Ces derniers, vivant dans des conditions précaires, souffrent et sont obligés de descendre à pieds jusqu’à Kouba pour faire leurs courses, par manque de moyens de transport et l’existence d’un chemin communal qui relie cet endroit à Seraidi ou à Annaba. Les habitants de cette bourgade, retirée et inaccessible en voiture, sont des fellahs, vivant de leurs récoltes et sont également des éleveurs de batails et des cultivateurs. Le projet de 1,2 milliard relatif à la création d’un chemin, lancé en 2022 par l’APC d’Annaba, est au stade mort-né et demeure une promesse en l’air pour ces habitants qui ont perdus tout espoir de voir leur rêve se réaliser. En cette saison hivernale, cette population souffre encore plus des chemins boueux, du froid et attendent le lancement de ce projet qui permettra le passage des voitures et ainsi, cet endroit sera relié aux routes principales. Entre temps, des fresques décoratives et lumineuses ont été installées au centre-ville d’Annaba, dont la fourniture et pose ont coûté 1 milliard de dinars à la municipalité.
Et ce projet a été inscrit au budget communal au titre de l’année 2022, chapitre 951 articles des rentes 105 et celui des dépenses numéro 241. Cependant, d’autres projets utiles n’ont jamais été lancés et demeurent au stade des promesses et reportés aux calendes grecques, à l’image de l’acquisition des cartes géographiques de l’Algérie et de l’Afrique, dont leurs installations étaient prévues avant le CHAN 2022 qu’a abrité Annaba et qui a été une réussite sur le plan organisationnel et les administrés sont fiers de cette réussite.

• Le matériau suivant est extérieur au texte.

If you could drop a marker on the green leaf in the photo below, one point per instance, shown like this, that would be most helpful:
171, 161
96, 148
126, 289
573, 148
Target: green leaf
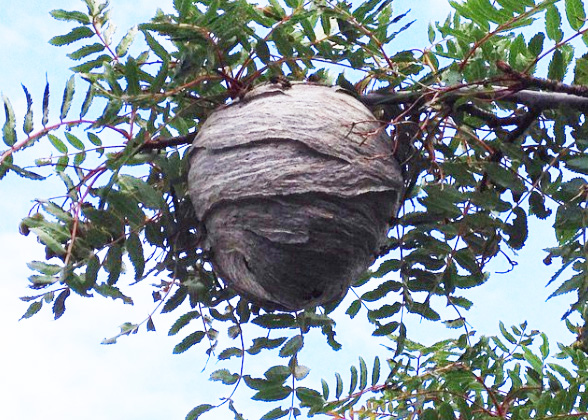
262, 51
112, 292
176, 300
225, 376
123, 47
272, 393
28, 123
518, 230
73, 16
32, 309
557, 66
57, 143
86, 50
9, 128
533, 360
74, 141
67, 97
182, 321
272, 321
353, 308
375, 371
94, 139
141, 191
113, 263
76, 34
44, 268
189, 341
134, 249
339, 386
59, 305
156, 47
265, 343
553, 24
276, 413
575, 13
292, 346
196, 412
353, 384
45, 119
230, 352
309, 397
325, 387
386, 329
362, 374
132, 76
49, 240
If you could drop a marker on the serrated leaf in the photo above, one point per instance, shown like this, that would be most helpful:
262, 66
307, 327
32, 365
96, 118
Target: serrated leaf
9, 128
265, 343
70, 16
272, 393
59, 304
44, 268
182, 321
68, 93
156, 47
192, 339
362, 374
386, 329
132, 77
325, 388
123, 47
76, 34
176, 300
28, 122
553, 24
575, 14
113, 263
275, 321
112, 292
353, 383
74, 141
94, 139
32, 310
86, 50
141, 191
557, 67
230, 352
353, 308
49, 240
375, 371
45, 119
276, 413
196, 412
339, 386
224, 376
262, 51
87, 102
134, 249
292, 346
57, 143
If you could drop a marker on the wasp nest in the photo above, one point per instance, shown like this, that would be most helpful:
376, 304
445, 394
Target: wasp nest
296, 185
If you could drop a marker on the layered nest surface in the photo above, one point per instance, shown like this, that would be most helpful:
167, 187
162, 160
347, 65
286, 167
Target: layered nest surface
296, 186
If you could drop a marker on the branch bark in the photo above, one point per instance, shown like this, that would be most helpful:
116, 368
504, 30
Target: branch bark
532, 98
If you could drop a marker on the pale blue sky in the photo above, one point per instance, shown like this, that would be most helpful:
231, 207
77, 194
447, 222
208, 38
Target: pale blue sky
58, 370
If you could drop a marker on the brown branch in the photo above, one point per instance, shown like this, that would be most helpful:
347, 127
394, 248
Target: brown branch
532, 98
162, 143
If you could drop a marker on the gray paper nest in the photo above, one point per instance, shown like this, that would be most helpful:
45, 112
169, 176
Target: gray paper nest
296, 186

Ce projet disparu devait coûter 700 millions de centimes à la municipalité, il était inscrit au chapitre 951, article des rentes 105 et le numéro de l’article des dépenses 251. Aussi, un autre budget de l’ordre de 2 milliards de dinars a été prévu pour la réfection et la réhabilitation de 4 jets d’eau au niveau de la commune d’Annaba et ce dernier a été inscrit au chapitre 951, article des rentes 105 et celui des dépenses 281. Le projet pour le lancement de la nouvelle route Hamza Mohamed, située au bas des ruines romaines qui mène à l’ex-usine BGA, à l’autre côté de la route de Boukhadra est toujours attendu.
C’est au niveau de cet endroit que sera lancé le projet de la construction du nouveau mall d’Annaba qui a déjà fait des mécontents, à cause des fresques romaines et des ruines existants au niveau de cet endroit qui retrace l’histoire des différentes civilisations d’Hippone, Bouna, Bône, Annaba.